Point estimates

Outline

Topics

Common point estimates:
- Posterior mean.
- Posterior mode.

Rationale

It is often necessary to summarize the posterior distribution with a single “best guess”, even though as we will see this hides important information namely our uncertainty about that guess.

Definitions

Let \(\pi(x) = \mathbb{P}(X = x | Y = y)\) denote a posterior PMF.
Point estimate: Instead of plotting the full information in \(\pi\), we can report a “location” summary such as the mean of the posterior \(\pi\).

Posterior mean

Recall the mean is computed from a PMF via \[\sum_x x\; \pi(x),\] where the sum is over \(\{x : \pi(x) > 0 \}\).

Notation: the posterior mean is denoted \(\mathbb{E}[X | Y = y] = \sum x\ \pi(x)\).

Posterior mode

The mode is the location of the “tallest stick” in the PMF.

Notation: \(\operatorname{arg\,max}\pi(x),\) i.e. the point that achieves the maximum of \(\pi\).

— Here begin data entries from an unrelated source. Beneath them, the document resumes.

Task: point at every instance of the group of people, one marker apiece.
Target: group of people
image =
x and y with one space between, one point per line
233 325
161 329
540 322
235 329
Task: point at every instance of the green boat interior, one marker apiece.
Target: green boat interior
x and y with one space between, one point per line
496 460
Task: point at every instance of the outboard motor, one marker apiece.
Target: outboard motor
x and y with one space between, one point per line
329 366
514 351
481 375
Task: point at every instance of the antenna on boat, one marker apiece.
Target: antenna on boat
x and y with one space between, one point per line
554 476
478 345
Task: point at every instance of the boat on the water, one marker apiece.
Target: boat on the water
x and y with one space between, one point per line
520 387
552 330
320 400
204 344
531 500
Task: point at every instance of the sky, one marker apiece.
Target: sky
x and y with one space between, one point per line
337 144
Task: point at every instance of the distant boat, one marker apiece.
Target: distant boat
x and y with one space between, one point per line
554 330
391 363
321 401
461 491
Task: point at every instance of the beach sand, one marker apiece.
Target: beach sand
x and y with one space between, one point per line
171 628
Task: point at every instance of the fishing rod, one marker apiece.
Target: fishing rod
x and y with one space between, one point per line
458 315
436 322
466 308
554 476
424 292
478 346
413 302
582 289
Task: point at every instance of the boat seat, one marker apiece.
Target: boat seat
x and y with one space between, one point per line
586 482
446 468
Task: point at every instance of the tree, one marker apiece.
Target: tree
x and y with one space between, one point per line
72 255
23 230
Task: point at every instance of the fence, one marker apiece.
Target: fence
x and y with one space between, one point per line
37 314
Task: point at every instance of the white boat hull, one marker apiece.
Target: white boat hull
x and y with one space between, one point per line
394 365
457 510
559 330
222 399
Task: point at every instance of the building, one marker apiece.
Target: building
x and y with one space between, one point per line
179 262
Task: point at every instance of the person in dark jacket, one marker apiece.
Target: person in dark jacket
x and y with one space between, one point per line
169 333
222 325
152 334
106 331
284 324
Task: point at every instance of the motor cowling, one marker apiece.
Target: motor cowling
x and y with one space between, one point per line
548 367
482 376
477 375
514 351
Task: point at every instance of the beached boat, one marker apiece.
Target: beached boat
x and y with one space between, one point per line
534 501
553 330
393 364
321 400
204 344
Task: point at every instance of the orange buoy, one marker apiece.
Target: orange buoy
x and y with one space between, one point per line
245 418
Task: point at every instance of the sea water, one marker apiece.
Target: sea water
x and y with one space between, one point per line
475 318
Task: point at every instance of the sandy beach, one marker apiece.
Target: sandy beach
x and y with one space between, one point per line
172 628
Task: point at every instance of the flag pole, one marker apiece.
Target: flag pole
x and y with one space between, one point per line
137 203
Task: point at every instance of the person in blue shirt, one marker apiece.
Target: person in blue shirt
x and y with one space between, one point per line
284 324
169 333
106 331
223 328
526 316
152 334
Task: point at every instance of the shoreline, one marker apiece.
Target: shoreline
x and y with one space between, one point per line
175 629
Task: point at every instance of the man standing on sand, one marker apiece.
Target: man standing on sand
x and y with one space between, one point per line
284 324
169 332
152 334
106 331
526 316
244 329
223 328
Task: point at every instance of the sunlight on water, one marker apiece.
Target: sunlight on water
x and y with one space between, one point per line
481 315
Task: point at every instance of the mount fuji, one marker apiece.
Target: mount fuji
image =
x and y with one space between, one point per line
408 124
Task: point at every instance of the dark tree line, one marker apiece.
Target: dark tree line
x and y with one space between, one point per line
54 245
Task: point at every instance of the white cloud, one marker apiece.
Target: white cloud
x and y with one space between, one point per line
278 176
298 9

In the Bayesian context, the mode of a posterior PMF is also known as the Maximum A Posteriori (MAP) estimator.

Examples

Example 1

In the following, we will compute point estimates based on \(\pi(x) = \mathbb{P}(X = x | Y = (1, 1))\) in the bag of coin running example.

Imagine a bag with 3 coins each with a different probability parameter \(p\)
Coin \(i\in \{0, 1, 2\}\) has bias \(i/2\)—in other words:
- First coin: bias is \(0/2 = 0\) (i.e. both sides are “heads”, \(p = 0\))
- Second coin: bias is \(1/2 = 0.5\) (i.e. standard coin, \(p = 1/2\))
- Third coin: bias is \(2/2 = 1\) (i.e. both sides are “tails”, \(p = 1\))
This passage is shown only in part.